| 要旨トップ | 目次 | | 日本生態学会第58回全国大会 (2011年3月,札幌) 講演要旨 |
一般講演(ポスター発表) P1-124
高CO2環境下での植物の光合成物質生産を把握するためには、光強度の変化に対する光合成の主な応答反応である光合成誘導反応への理解が必要である。光量が一定の条件下では、生育環境のCO2濃度が高くなると最大気孔コンダクタンスが低下する傾向がある。したがって、誘導反応過程において、もし気孔の開放速度が変化しないまたは低下する場合、光合成誘導反応過程は短くなり、誘導反応の制限による光合成生産量の低下が相対的に少なくなるはずである。
そこで、本研究では、光強度の変化に対する気孔応答が普通に開閉できるポプラ(I55)と気孔開閉が非常に小さいポプラ(Peace)2品種を、380、700、1020ppmのCO2環境下で約1カ月間生育させ、同CO2濃度下で光合成誘導反応を測定した。誘導反応は光合成有効光量子密度を20μmol m-2 s-1(弱光)から800μmol m-2 s-1(強光)へと変化させて計測した。

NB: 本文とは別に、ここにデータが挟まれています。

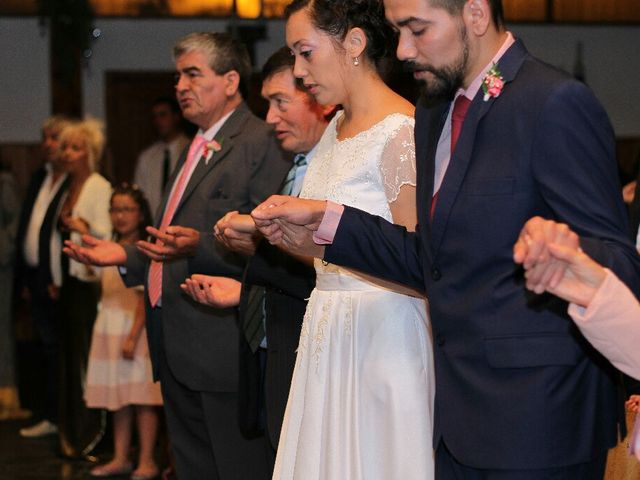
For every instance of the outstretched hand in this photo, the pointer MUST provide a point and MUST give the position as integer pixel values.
(238, 233)
(94, 251)
(290, 222)
(175, 242)
(219, 292)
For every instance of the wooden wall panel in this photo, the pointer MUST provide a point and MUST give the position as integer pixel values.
(525, 10)
(596, 11)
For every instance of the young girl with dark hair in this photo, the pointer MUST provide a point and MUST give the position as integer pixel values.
(119, 373)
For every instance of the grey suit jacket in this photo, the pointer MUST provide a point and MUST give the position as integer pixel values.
(201, 343)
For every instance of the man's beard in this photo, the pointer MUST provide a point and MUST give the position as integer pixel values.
(446, 80)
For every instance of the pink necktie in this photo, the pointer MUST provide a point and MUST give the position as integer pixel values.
(634, 445)
(460, 108)
(155, 270)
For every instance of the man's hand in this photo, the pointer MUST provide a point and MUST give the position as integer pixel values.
(175, 242)
(219, 292)
(551, 255)
(290, 222)
(76, 224)
(96, 252)
(532, 251)
(237, 233)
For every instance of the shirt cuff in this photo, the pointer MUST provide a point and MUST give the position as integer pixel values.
(329, 224)
(600, 298)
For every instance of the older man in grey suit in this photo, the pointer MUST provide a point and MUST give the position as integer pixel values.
(233, 163)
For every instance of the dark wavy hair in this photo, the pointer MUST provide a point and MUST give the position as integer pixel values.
(139, 197)
(337, 17)
(454, 7)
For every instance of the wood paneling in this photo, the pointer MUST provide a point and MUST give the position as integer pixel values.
(23, 159)
(596, 10)
(129, 96)
(525, 10)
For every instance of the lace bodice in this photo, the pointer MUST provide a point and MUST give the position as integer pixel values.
(365, 171)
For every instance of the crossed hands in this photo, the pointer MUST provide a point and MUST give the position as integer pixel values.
(553, 261)
(172, 243)
(219, 292)
(290, 222)
(238, 233)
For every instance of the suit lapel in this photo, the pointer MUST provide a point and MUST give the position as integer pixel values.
(509, 65)
(170, 182)
(225, 137)
(437, 117)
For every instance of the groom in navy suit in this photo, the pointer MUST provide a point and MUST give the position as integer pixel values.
(520, 394)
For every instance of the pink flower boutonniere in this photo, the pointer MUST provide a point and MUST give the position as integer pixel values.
(492, 83)
(210, 148)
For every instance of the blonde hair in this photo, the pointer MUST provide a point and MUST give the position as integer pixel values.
(91, 131)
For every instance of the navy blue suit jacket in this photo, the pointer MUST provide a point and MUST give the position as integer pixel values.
(517, 386)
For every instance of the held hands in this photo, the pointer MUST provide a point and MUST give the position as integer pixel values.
(237, 233)
(75, 224)
(290, 222)
(94, 251)
(553, 262)
(219, 292)
(175, 242)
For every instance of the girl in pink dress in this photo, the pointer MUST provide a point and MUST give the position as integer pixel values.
(119, 374)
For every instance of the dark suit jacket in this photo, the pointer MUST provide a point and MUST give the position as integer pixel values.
(43, 270)
(201, 343)
(517, 386)
(288, 284)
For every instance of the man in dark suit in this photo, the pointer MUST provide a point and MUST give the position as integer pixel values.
(266, 364)
(194, 349)
(38, 271)
(519, 393)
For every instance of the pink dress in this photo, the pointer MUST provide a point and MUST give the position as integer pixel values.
(112, 381)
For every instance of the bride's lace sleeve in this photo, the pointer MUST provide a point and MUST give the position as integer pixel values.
(398, 162)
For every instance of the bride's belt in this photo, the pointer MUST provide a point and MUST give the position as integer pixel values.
(341, 279)
(344, 281)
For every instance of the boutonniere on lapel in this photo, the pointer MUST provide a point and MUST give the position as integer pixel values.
(210, 148)
(492, 83)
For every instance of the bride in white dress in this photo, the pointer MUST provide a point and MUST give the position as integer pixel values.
(361, 399)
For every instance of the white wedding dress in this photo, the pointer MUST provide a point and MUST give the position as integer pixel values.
(361, 399)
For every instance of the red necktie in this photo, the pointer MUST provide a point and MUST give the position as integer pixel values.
(460, 107)
(155, 270)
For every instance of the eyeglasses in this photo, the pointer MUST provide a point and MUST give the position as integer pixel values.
(117, 211)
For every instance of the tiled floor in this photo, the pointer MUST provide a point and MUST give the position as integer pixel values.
(36, 459)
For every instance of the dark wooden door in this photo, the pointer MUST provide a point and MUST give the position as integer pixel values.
(129, 97)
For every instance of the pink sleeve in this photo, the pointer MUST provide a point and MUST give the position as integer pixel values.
(611, 323)
(329, 225)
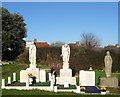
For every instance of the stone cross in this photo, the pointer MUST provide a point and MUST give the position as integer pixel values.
(32, 55)
(108, 64)
(65, 55)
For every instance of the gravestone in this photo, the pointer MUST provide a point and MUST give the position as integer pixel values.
(32, 69)
(9, 80)
(65, 72)
(108, 81)
(42, 75)
(87, 78)
(14, 77)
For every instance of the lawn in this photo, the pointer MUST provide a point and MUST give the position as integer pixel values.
(40, 92)
(7, 70)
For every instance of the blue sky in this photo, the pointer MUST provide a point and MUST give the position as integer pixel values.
(65, 22)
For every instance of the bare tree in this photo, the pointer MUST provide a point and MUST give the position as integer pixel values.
(90, 40)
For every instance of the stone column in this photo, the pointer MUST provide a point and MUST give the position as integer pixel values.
(49, 76)
(27, 82)
(51, 84)
(9, 80)
(78, 89)
(14, 77)
(3, 83)
(55, 88)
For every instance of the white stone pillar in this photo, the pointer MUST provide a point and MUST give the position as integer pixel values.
(55, 88)
(27, 82)
(9, 80)
(51, 84)
(66, 84)
(78, 89)
(14, 77)
(49, 76)
(3, 83)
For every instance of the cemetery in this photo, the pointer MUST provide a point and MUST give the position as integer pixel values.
(33, 78)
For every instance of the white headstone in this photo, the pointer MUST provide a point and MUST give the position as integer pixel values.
(87, 78)
(0, 62)
(78, 89)
(27, 82)
(3, 83)
(23, 76)
(9, 80)
(49, 74)
(66, 84)
(65, 56)
(42, 75)
(66, 72)
(55, 88)
(30, 81)
(90, 68)
(52, 84)
(14, 77)
(108, 64)
(32, 55)
(35, 72)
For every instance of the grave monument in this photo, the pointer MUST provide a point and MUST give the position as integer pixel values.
(65, 73)
(108, 81)
(32, 70)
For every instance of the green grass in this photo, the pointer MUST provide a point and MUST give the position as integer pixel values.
(17, 84)
(9, 69)
(97, 74)
(42, 84)
(70, 87)
(41, 92)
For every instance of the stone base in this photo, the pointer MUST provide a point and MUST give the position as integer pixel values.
(65, 77)
(63, 80)
(109, 82)
(33, 71)
(66, 72)
(42, 75)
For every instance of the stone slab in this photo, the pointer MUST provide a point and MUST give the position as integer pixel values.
(109, 82)
(42, 75)
(35, 72)
(65, 73)
(24, 74)
(87, 78)
(62, 80)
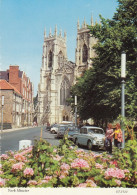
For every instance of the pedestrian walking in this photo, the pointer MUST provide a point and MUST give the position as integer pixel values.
(109, 138)
(118, 136)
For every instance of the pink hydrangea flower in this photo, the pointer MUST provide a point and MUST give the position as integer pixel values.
(26, 151)
(2, 182)
(19, 157)
(55, 150)
(79, 163)
(17, 166)
(43, 181)
(32, 182)
(65, 166)
(62, 176)
(118, 182)
(126, 171)
(48, 177)
(1, 172)
(99, 166)
(114, 172)
(114, 163)
(82, 185)
(4, 156)
(91, 183)
(79, 151)
(28, 172)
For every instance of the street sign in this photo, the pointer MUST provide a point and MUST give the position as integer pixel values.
(24, 144)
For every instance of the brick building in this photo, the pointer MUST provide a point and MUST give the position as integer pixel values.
(22, 83)
(12, 105)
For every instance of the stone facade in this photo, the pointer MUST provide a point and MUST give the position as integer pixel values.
(12, 105)
(22, 83)
(57, 74)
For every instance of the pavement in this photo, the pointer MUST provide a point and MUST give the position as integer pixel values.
(17, 129)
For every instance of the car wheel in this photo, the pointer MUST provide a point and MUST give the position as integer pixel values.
(89, 145)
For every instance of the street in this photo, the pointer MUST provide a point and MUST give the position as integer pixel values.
(10, 140)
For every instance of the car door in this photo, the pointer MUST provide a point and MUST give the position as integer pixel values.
(85, 138)
(80, 136)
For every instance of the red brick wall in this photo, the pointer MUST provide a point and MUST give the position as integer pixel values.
(14, 77)
(8, 105)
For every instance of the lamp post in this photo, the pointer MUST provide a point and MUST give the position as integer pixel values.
(123, 76)
(2, 104)
(75, 110)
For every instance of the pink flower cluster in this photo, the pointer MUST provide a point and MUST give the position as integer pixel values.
(1, 172)
(43, 181)
(28, 172)
(17, 166)
(57, 158)
(114, 163)
(26, 151)
(2, 182)
(32, 182)
(79, 163)
(88, 183)
(126, 171)
(79, 151)
(63, 174)
(118, 182)
(99, 166)
(19, 157)
(4, 156)
(65, 166)
(48, 178)
(114, 172)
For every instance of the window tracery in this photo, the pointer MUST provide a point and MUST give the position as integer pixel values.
(85, 53)
(64, 91)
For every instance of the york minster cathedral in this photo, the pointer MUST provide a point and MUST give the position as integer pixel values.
(58, 74)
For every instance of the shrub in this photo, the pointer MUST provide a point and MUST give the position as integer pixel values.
(44, 165)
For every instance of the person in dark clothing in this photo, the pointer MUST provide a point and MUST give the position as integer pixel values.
(109, 138)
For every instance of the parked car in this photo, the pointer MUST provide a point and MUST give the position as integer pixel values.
(61, 131)
(48, 128)
(54, 129)
(72, 130)
(90, 136)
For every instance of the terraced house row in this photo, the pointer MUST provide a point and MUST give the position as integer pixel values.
(17, 90)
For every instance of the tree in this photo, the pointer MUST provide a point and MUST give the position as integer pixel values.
(99, 90)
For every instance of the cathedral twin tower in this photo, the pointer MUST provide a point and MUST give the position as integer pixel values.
(57, 74)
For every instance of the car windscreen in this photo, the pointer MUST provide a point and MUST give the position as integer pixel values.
(63, 128)
(56, 125)
(97, 131)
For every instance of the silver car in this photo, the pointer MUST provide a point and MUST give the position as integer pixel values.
(90, 136)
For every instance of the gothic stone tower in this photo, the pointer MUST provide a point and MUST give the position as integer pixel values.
(56, 77)
(84, 49)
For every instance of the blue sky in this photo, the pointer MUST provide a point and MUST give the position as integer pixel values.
(22, 24)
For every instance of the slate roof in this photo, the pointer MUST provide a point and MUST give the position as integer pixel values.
(4, 85)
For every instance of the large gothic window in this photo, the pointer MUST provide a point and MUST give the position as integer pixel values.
(60, 59)
(50, 59)
(85, 53)
(64, 91)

その結果、飽和光合成速度の50%と90%に達するまでに必要な時間は、両品種とも栽培CO2濃度が高くなると短くなり、普通に開閉できるポプラI55では有意に高くなることを示した。光合成誘導開始から10秒、60秒後の最大光合成速度に対する光合成速度は、栽培条件のCO2濃度の上昇に伴って有意に増加した。しかし、誘導開始から120秒以上は、気孔開放量の小さいPeaceでは栽培条件のCO2濃度上昇による効果が認められなかった。これらの結果から、光合成誘導反応は、高CO2条件下ほど気孔による律速が小さく、その律速は誘導反応の後期にさらに大きくなることを示唆している。